Whew. Just a big fat whew. I've gone back and forth on how to write this entry because it's the end of an entire decade of The Journey as well as the most incredible year of my life. But it's that decade that has defined why this is still the greatest year of my life... even though it ends on a down note. I have become so adept at enjoying "the journey" and not even worrying about "the destination" it has literally defined me. Putting together this movie project (which is still not done, praying a final render overnight does it), has shown me that although a fantastically interesting and exciting life... every single high is capped with a massive disappointment. Every love with a letdown, every break with a closed door... and it barely phases me now. It's just bizarre. It has defined me for this decade and 2009 was no different.
 
This year however beats them all. Never before had a break been so clear, so imminent and so LOOOONG. From the end of April to the middle of November, I was riding a massive wave. The Comedy Central opportunity infiltrated every second. Seeing lions in Africa? I was looking at it as a documentary on the guy that just got a Comedy Central show going to Africa. Walk across Abbey Road? Cameron should do it for a Comedy Central bit, and because he likes The Beatles more than the other band members. Sitting on a rock in Greece became an "inner child" moment because I knew I was gonna get this show, and that I had finally done it...
 
...and THANK GOD. Seriously, I don't look back at those moments as egg on my face. I look back at them as precious, honest and sincere moments that I'm so glad I captured. Because there's several of those I'll never get back. Meaning, you only feel things that strongly the first time. Another break of that size won't have the same innocence. The same braggard.
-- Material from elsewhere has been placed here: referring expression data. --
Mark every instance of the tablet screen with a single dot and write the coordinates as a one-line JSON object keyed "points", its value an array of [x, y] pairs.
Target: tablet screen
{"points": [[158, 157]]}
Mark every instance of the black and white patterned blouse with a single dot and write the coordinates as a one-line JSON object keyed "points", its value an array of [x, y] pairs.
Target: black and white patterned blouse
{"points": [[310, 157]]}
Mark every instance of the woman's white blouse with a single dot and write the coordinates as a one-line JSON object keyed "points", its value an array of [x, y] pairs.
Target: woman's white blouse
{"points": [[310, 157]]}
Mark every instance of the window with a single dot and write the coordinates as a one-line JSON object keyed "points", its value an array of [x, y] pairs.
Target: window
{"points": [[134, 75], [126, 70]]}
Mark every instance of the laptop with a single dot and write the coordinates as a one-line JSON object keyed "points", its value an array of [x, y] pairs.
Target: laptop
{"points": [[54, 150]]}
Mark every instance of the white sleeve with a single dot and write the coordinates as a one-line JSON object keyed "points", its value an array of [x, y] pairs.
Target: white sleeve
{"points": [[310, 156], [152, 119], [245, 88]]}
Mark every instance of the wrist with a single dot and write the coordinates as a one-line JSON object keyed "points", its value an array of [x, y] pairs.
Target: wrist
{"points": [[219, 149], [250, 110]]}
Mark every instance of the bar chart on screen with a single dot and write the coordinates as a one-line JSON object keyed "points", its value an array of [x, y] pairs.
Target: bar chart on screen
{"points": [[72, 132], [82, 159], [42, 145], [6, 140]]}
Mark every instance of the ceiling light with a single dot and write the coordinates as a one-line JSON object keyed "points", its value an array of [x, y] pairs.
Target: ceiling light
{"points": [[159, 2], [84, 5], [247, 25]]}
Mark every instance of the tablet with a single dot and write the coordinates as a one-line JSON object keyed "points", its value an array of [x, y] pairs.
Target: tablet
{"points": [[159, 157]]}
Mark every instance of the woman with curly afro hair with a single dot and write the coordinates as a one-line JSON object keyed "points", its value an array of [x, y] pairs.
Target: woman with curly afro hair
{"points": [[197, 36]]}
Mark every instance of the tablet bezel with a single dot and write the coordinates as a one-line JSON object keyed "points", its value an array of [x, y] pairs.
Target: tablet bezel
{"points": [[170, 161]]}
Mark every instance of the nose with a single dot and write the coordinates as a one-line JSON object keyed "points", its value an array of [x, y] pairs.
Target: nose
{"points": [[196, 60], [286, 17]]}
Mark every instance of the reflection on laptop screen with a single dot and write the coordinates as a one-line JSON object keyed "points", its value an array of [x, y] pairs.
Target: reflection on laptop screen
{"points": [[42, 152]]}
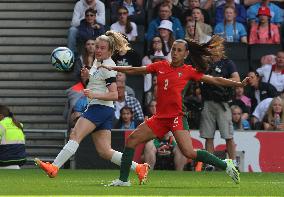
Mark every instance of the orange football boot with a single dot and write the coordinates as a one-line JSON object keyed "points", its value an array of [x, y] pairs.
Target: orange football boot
{"points": [[142, 172], [50, 169]]}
The same honesty. I'll be a bit more reserved and cautious...unless the break is even bigger - and the entire cycle starts again.
 
There is a toll however. And my year-end drinking video (which will remain locked for awhile for sure) showed me that I am not impervious to the damage this type of trauma does on your head. I'm seeing that if I live another 10 years like this, I may just be completely out of touch with everything. It's the ultimate catch-22. The same thing that allows me to GET THROUGH all of these constant heartbreaks? Conditions me to see that pain coming from a mile away. I almost called this entry "Listen to My Head" as a nod to a song I wrote at 19 called "Listen to My Heart". It's inevitable. At some point you can't live your ENTIRE LIFE listening to your heart. Through that drunken video (which was angry for the first time EVER in 10 years of doing it) I'm aware that my career/The Journey is absolutely #1. It's more important than my well-being. It's more important than anything. And I will still jump for that. But my head has taken over all other aspects and the walls are unbelieveable.
 
And this article on cnn awhile back (in which I'm literally the guinea pig) shows why: memories fade, blogs don't. I've touched on this a few times, and it's amplified even more because my video blog is so personal and documentary style (not talking to the camera). My life is IMMEDIATE. I have video, entries, colored entry bars, months burned in my brain that are how I think of my life. Which means that when I LOOK at July 2004 on my computer? It feels IDENTICAL to the way it felt in July 2004. My memories haven't faded. Though it's good because it allows you to never run from issues, and process them fully... it's beginning to hurt me a little. I've used the word "damaged" to describe me about 20 times in the past 2 months. It's not an exagerration. As much as "The Journey" has helped me through my career and personal failings, there is another side of the coin. I can't define it just yet, but it's not positive. I'm concerned at what the coming years will bring. But I love the project too much to stop. I would honestly rather burnout in some fantastic flame than ever give up.
 
But nothing beats this year. In fact, in some ways - it'll never be topped. Because I was trying so desperately to hit 1000 on the 10 Year Anniversary I did some CRAZY shit. June 2009? Seriously? 30 entries and videos in 30 days? It's the most unbelieveable feat of my life. Goddamn I'm a good producer. I am so fast and efficient it boggles my freaking mind sometime. The Comedy Central Pilot?!?!? By myself??! This movie I'm doing now? As a "reporter" (how I feel writing these entries), I cannot believe that this guy keeps one-upping himself. I thought the Young & The Restless bit was ambitious for 48 hours... that was nothing compared to the movie. I'll talk more about that in the next entry for what I think 2010 holds... but suffice to say things are leading in a pretty exciting direction.
 
Of course, the year ended with a monumental letdown, but as I said before - you'd never know it from my actions. You just can't phase me. You just can't beat me. Hell I wouldn't be surprised if I didn't just start my own network at this point. LOL. That sounds about right. Christ. I wish I hadn't written that. :-)
 
Anyway, the year is so big, that I can't fit it all into one video - and since this entry and tomorrow's entry are always companion pieces, I'll split it up. Here's 2009, part one:
 
 
 
Tomorrow I'll get into my predictions for 2010. But man, 2009 was fucking unreal.